Wordle is over. Now what?

21

Josh Wardle dropped the bomb in 2021. A year later, the NYT bought the whole shebang. It’s been a ride.

You finish your daily grid. You win, maybe. Then you stare at your screen. Nothing left to do.

Wait until tomorrow? No way.

If your brain still needs feeding, there’s plenty of competition. Some games don’t make you wait 24 hours for a hit of dopamine.

Here is where to look.

Connections

Another NYT property. It’s less about spelling and more about grouping.

Four sets. Four words per set. Four mistakes max. The difficulty climbs through color: yellow, green, blue, purple.

It feels a lot like Only Connect on BBC. Even the host noticed.

You’ll need a sub to play. $1 a week isn’t nothing. But the puzzle? It’s tricky. Good tricky.

Strands

Forget guessing words one letter at a time. This is a word search with extra steps.

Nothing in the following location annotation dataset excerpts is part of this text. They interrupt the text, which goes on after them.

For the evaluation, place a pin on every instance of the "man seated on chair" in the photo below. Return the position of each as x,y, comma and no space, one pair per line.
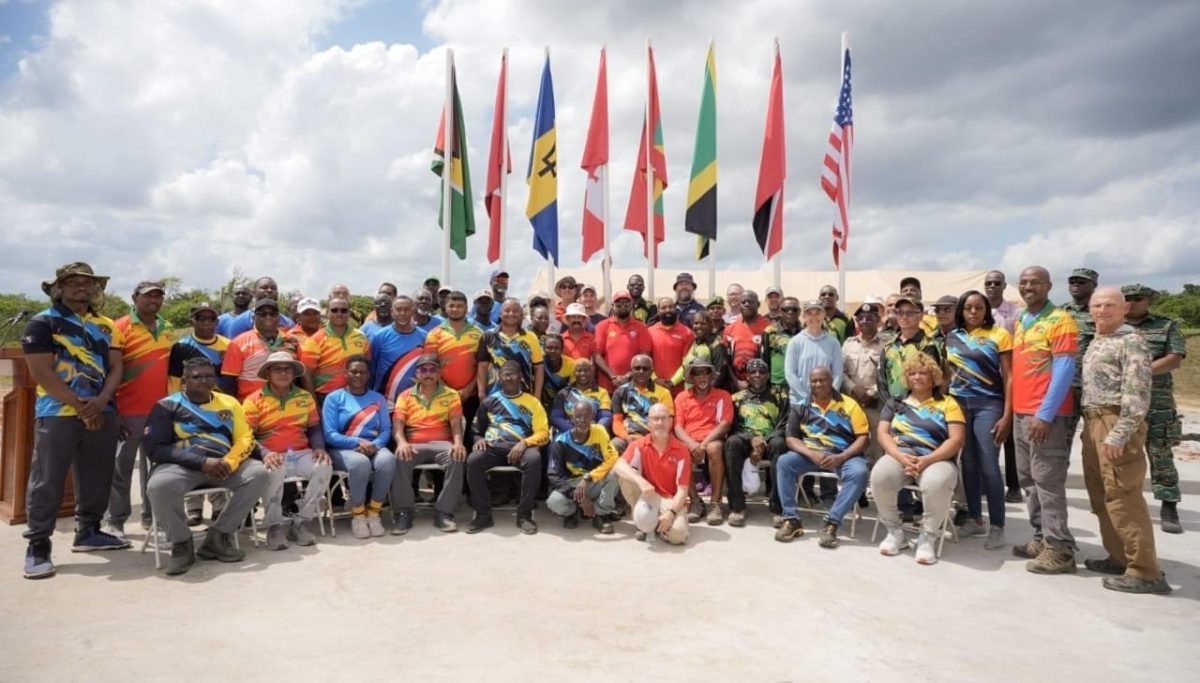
510,427
287,427
828,433
581,472
427,423
655,474
198,437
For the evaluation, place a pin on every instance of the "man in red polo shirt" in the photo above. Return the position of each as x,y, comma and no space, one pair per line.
671,340
655,474
618,340
703,415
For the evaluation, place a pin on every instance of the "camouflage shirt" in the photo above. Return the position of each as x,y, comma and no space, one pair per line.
1163,336
1086,333
1116,373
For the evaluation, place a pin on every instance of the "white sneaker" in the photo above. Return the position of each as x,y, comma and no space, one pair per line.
894,541
925,553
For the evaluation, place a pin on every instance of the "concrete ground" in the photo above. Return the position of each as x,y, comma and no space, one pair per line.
579,606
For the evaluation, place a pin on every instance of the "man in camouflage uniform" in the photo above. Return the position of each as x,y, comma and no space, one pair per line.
1081,283
1116,397
1164,427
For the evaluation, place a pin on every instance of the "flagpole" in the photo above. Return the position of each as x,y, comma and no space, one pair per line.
448,144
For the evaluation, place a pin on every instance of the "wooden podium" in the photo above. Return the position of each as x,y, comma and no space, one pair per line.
18,441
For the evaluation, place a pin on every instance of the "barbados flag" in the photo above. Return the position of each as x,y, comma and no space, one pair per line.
543,174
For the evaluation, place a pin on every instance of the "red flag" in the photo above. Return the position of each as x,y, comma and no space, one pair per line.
768,216
499,162
595,157
635,217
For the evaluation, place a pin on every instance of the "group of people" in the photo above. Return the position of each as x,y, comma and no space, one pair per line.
648,409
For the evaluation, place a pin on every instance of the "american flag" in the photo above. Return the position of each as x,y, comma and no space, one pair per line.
835,173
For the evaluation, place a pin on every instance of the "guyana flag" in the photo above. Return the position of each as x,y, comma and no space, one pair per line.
462,209
701,217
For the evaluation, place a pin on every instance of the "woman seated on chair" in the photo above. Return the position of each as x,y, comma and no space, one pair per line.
358,429
921,437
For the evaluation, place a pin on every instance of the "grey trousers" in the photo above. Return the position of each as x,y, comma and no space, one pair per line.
168,483
1042,469
119,507
63,444
432,453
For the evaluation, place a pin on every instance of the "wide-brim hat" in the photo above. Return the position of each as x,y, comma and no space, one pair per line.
70,270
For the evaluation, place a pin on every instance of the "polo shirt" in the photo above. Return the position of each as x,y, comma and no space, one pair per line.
429,420
281,423
144,361
81,346
456,351
701,415
667,471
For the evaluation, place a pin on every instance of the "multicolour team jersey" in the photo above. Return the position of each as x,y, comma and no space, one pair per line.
281,423
394,360
81,346
760,414
919,429
498,348
504,420
144,361
631,407
324,355
190,347
1038,340
456,351
829,429
975,361
429,420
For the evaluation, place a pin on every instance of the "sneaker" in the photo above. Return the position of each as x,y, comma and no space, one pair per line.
88,540
1126,583
972,528
790,529
1104,565
527,526
828,537
925,553
375,525
183,557
37,559
894,541
995,538
219,546
1051,561
275,538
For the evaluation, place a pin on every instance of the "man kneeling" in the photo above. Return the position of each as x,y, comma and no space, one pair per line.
580,472
655,474
198,437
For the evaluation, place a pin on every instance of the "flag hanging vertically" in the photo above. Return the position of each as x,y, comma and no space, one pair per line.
635,216
543,174
595,160
701,216
768,215
462,211
835,172
499,163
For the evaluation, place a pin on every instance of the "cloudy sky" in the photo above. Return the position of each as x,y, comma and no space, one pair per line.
288,137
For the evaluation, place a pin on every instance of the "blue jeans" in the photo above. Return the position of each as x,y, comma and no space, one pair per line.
981,459
360,468
853,475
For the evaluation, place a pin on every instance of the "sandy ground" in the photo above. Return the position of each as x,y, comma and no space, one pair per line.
579,606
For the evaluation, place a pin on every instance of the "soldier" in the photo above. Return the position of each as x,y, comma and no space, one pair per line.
1116,396
1167,349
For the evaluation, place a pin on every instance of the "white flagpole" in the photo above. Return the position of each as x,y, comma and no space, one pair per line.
448,143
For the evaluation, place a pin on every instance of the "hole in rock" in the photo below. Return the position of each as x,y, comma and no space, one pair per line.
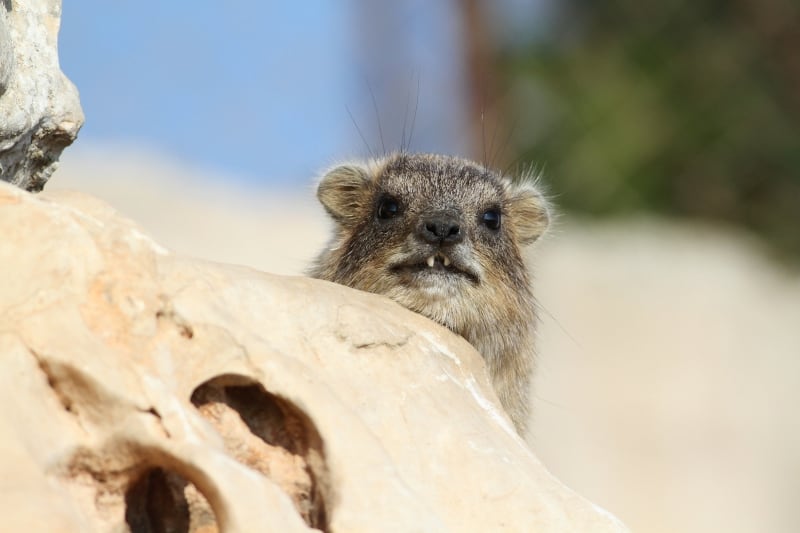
164,502
272,436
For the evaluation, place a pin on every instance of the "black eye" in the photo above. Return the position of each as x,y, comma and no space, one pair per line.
388,208
491,219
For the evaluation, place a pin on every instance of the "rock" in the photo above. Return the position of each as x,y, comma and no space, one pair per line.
40,113
145,391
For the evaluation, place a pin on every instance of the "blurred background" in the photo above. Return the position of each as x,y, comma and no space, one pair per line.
668,133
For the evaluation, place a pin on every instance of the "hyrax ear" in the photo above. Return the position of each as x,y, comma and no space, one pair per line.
528,210
343,191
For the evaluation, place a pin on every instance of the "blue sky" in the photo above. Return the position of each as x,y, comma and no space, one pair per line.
261,90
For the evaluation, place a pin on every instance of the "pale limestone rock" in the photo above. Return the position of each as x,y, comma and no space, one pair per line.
142,388
40,113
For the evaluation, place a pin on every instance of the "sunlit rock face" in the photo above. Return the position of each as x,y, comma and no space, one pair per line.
40,113
146,391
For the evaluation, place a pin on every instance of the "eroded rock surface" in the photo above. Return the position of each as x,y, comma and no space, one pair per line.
148,392
40,113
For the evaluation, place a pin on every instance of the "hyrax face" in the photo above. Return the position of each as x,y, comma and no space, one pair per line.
440,235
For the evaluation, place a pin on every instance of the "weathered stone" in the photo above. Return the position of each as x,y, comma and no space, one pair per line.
40,113
144,390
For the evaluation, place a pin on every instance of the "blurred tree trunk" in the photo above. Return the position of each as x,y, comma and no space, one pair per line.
487,132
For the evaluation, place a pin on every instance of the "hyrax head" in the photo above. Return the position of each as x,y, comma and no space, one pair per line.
434,233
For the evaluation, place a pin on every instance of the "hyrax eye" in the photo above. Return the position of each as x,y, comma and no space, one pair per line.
491,219
388,208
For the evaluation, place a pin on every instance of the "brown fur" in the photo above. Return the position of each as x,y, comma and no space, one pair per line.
484,294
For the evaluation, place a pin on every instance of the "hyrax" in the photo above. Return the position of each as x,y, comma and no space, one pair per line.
443,236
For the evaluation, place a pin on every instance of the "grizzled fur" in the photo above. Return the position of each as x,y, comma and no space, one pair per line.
398,215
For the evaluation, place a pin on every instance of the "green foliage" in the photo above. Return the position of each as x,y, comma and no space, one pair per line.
683,108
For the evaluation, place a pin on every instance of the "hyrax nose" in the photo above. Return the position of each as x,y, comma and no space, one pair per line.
444,230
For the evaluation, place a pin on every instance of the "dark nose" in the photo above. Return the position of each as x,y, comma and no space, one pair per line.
441,230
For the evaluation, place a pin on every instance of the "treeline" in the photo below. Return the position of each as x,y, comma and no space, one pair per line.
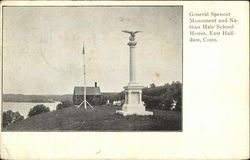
157,97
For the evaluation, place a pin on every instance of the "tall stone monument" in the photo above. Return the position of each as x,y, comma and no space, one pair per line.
133,104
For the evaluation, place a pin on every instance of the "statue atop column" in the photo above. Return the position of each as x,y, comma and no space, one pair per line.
132,34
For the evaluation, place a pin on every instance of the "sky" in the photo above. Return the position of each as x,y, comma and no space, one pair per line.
42,47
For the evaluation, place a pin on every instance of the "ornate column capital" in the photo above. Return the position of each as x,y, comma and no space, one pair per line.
132,43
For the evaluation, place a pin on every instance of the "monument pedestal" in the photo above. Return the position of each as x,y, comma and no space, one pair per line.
133,104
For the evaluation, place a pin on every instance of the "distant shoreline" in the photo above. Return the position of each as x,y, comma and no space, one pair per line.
32,101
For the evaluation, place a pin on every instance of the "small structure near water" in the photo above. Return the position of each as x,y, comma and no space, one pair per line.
93,94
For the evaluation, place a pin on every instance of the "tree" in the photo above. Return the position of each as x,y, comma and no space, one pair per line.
161,97
10,117
38,109
152,85
64,104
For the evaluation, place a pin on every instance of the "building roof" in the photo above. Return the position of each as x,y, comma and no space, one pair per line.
93,91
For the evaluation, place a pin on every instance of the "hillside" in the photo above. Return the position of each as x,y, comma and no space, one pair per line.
103,118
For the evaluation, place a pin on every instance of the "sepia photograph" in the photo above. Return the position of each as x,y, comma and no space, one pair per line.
124,80
102,68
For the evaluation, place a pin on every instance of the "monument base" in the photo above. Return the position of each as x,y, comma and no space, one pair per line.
141,113
133,104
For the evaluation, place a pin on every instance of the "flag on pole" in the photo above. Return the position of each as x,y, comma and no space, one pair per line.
83,49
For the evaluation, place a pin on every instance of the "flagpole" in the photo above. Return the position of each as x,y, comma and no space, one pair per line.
84,72
85,102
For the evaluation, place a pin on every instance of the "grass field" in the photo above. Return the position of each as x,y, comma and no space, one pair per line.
102,118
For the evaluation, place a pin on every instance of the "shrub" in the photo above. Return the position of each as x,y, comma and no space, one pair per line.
64,104
10,117
38,109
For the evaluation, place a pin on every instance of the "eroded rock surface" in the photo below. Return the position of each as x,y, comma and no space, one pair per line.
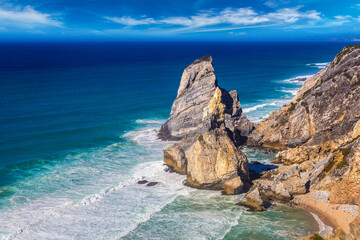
191,113
318,135
208,121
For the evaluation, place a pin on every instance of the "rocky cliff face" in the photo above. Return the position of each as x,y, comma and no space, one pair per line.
191,111
325,111
208,121
318,133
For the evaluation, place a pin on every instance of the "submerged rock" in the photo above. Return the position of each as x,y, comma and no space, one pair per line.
142,181
150,184
253,201
192,113
233,186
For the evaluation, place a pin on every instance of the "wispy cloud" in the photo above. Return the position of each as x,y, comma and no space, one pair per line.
228,16
131,21
26,17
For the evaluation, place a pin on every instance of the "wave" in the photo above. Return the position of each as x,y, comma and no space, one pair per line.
318,65
298,79
96,197
323,228
251,109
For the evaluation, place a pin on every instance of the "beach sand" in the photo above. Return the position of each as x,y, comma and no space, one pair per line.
333,216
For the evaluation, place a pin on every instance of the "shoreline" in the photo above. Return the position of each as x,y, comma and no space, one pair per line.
328,214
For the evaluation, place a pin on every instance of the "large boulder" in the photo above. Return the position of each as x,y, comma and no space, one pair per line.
192,113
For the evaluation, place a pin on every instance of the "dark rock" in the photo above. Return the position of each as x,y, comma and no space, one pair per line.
150,184
142,182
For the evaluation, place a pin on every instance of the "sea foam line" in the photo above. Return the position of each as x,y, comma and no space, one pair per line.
323,228
318,65
298,79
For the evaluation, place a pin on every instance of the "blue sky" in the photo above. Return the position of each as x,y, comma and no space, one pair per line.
240,20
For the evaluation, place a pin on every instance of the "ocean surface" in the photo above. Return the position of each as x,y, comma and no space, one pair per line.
78,127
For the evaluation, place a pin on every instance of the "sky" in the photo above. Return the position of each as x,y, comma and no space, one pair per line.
213,20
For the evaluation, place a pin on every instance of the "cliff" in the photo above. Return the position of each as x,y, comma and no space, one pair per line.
318,136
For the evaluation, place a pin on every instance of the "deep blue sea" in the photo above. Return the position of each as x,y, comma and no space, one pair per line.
78,125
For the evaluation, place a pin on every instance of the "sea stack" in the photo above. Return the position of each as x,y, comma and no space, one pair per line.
190,113
209,122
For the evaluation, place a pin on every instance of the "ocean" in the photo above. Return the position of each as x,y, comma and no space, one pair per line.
78,130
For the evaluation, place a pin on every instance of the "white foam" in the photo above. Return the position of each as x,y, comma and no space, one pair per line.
149,121
98,196
291,91
298,79
246,110
318,65
323,228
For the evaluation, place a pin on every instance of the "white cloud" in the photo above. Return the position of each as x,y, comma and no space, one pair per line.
129,21
26,17
343,19
292,15
228,16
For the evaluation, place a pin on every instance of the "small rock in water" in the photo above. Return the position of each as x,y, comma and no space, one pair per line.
142,182
150,184
169,169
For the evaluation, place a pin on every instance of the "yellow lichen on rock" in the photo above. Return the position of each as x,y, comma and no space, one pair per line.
356,131
213,160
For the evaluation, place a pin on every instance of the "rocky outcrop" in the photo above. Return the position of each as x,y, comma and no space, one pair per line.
253,201
192,113
213,160
318,137
208,121
338,234
324,112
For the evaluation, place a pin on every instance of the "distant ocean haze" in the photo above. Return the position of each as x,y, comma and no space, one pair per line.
78,127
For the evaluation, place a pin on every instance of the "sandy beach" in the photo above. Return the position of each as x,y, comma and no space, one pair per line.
333,216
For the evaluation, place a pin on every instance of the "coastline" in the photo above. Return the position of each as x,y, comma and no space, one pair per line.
331,215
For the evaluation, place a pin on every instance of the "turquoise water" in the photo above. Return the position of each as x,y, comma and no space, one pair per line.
78,126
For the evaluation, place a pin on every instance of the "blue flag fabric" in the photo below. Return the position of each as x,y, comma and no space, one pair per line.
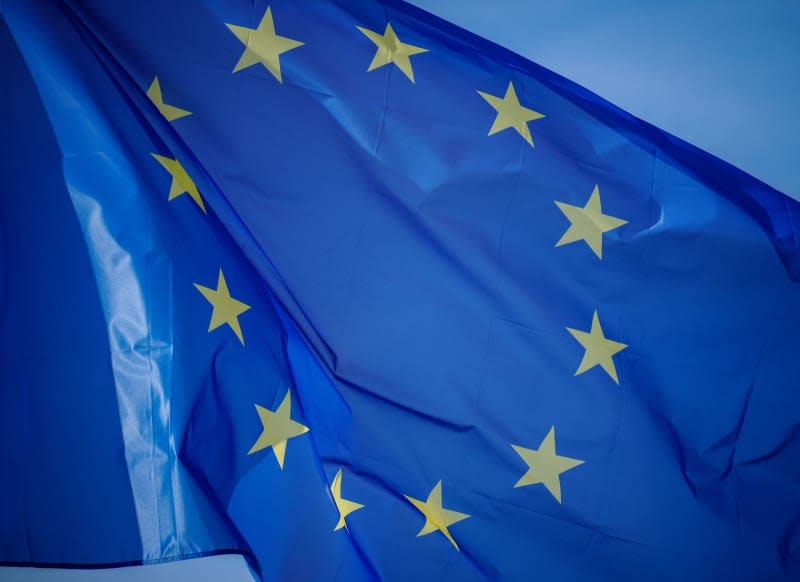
353,292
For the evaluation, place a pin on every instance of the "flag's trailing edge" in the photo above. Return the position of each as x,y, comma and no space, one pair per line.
349,290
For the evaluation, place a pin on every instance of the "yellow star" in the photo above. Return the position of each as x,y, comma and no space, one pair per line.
436,516
392,50
511,114
588,223
544,465
170,112
226,309
181,182
262,45
278,428
599,350
345,506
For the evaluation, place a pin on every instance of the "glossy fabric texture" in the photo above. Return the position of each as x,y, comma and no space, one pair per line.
404,280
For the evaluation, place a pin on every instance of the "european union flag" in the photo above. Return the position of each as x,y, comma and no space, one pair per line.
343,288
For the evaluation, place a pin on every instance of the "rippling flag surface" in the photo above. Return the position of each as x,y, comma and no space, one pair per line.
348,290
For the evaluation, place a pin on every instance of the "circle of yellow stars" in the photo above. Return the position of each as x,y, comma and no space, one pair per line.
587,223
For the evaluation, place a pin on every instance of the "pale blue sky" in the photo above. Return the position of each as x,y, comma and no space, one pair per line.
722,74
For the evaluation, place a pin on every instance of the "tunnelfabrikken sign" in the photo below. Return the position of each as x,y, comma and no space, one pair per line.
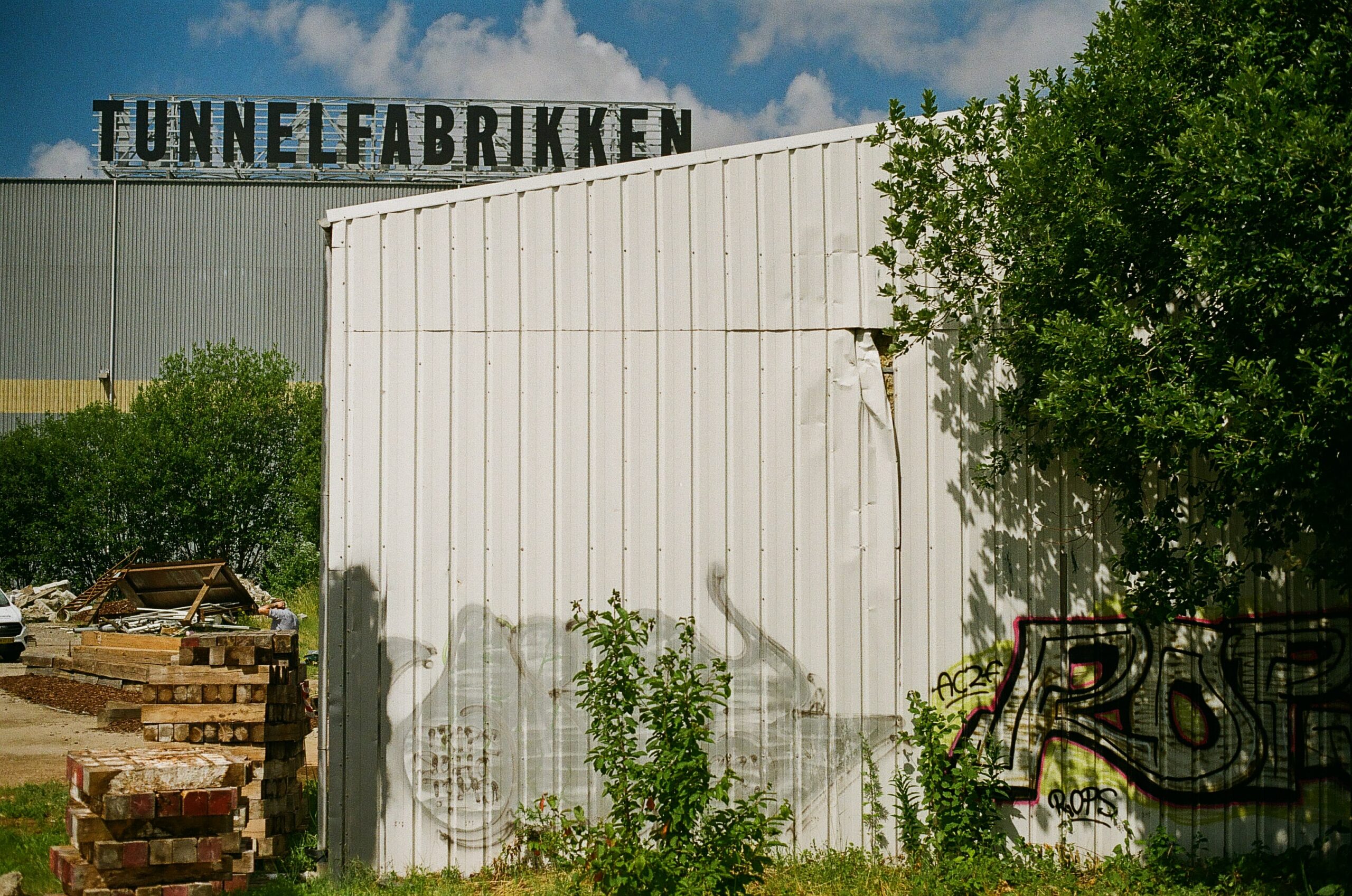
326,138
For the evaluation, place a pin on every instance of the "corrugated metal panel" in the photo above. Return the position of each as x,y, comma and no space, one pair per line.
225,261
547,394
195,262
660,379
54,271
1009,615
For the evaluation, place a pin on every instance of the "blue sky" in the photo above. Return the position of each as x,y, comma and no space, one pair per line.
749,68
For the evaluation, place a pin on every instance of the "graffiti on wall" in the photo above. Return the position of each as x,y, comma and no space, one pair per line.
1190,713
502,725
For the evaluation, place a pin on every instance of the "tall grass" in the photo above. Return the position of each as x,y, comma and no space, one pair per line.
32,822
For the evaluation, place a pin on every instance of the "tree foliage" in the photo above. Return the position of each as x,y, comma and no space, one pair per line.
1158,247
218,457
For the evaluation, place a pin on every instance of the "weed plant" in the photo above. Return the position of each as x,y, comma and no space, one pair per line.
674,826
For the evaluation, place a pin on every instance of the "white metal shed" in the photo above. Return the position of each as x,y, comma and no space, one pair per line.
662,378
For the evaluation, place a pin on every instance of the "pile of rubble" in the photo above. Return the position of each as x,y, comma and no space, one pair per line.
42,603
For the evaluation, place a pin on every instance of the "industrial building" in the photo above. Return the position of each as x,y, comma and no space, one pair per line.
100,279
664,378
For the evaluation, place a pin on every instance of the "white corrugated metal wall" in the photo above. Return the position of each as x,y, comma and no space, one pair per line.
659,378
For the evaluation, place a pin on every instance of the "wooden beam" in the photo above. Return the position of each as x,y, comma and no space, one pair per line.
206,586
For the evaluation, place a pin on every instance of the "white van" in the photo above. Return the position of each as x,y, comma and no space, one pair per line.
14,637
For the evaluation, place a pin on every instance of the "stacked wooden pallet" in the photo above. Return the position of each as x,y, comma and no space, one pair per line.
241,691
109,658
156,822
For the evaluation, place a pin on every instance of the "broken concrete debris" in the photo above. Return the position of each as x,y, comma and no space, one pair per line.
42,603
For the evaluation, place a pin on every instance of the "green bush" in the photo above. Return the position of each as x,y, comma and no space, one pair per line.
959,790
674,826
220,456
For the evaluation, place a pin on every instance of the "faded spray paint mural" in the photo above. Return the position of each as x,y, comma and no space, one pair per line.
505,684
1193,714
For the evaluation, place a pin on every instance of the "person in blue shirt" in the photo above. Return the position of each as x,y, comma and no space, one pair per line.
281,618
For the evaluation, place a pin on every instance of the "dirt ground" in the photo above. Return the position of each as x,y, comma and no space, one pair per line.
34,740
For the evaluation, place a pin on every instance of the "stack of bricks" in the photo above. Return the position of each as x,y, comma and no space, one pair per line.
156,822
244,692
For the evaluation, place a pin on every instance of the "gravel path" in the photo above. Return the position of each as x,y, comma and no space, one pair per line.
34,740
64,694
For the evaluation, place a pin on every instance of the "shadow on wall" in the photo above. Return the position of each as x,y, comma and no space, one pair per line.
1193,713
503,726
358,725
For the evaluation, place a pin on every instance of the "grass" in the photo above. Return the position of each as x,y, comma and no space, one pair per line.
32,820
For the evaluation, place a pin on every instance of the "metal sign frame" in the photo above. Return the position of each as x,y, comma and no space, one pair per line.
373,138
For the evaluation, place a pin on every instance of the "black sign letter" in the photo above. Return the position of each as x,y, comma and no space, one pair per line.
549,146
238,133
144,148
629,138
675,139
438,145
107,111
394,139
479,137
518,136
318,157
278,133
194,127
356,130
588,137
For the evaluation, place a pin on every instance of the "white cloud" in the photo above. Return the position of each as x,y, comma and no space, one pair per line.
547,56
966,46
64,158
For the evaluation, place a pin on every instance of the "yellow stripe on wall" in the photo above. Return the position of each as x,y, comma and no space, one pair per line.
60,397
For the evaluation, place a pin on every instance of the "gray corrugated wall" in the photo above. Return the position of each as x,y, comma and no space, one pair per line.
196,261
54,256
218,261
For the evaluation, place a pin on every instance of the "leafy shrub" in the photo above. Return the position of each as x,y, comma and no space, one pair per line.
875,814
674,826
959,790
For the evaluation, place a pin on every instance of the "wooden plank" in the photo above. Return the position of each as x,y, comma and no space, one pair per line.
126,655
202,592
209,675
118,639
125,671
202,713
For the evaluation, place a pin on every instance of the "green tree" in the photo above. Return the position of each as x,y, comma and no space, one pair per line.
674,825
65,486
223,441
1158,244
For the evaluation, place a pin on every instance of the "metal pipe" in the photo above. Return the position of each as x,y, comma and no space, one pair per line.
112,299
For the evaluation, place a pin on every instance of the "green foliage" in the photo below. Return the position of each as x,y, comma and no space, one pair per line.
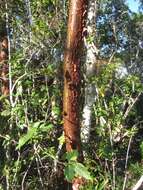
74,169
31,125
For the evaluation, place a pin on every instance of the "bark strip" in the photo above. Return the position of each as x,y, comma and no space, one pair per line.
72,75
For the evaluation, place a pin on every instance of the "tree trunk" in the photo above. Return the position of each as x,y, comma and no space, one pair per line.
72,75
91,54
3,62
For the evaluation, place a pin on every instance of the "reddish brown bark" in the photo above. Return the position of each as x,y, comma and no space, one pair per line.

A grid. A daily theme. Words hiding everywhere—forward, backward, zigzagged. Even in “L” shapes.

Every letter matters. If a letter isn’t connected to a word, you aren’t done. Drag your finger, find the pattern, clear the board.

Same paywall. NYT subscription required. Again. $1 a week.

Quartiles

Apple is playing too. Quartiles is an iOS exclusive for News+ subscribers.

20 tiles. One goal: form the longest words possible. Four tiles makes a “Quartile.”

It’s harder than it sounds. But cracking it feels like that moment you remember the tip of the tongue phrase. Pure satisfaction.

You need the Apple News sub. That’s $13 a month. Steeper price tag for a steeper game.

The Wordle Clones (x4)

Think one word isn’t enough? These games disagree.

  • Dordle: Two words. Simultaneously.
  • Quordle: Four at once.
  • Octordle: Eight.
  • Sedecordle: Sixteen. Good luck.

Same mechanics. More brain cells required.

Are you up for the challenge? Or just looking to overwork your vocabulary?

Free. Play on any browser.

Lewdle

Warning labels apply here.

“Lewdle” is exactly what it says. Bad words. Mild to very mild. No slurs, thankfully. Just vulgarity.

It uses the gray, yellow, and green system you know. One puzzle a day.

If you get offended easily, look away. Otherwise, let the profanity fly.

Play on the web. Or download it to your phone, if your coworkers don’t mind what’s on your screen.

Antiwordle

Turn the rules upside down.

Wordle wants you to guess the word fast. Antiwordle wants you to avoid it.

Guess wrong. Keep going. The longer you last without hitting the solution, the better you are. Gray letters stay off. Yellow and red lock in place, forcing your hand.

It sounds easier. It’s not. Honestly, it might be harder.

Absurdle

This isn’t just hard. It’s personal.

Absurdle is the adversarial version of the original game. It hates you. Well, not really. It just won’t give up its secret word.

No word is set at the start. Absurdle reacts to you. Every guess shrinks its list of possibilities to the ones that confuse you most.

The final answer might ignore your yellow clues entirely.

The best score is four. Yes, four. It doesn’t care how many times you guess. It only cares how long it takes to break your spirit.

Play on the web. Just be prepared for a fight.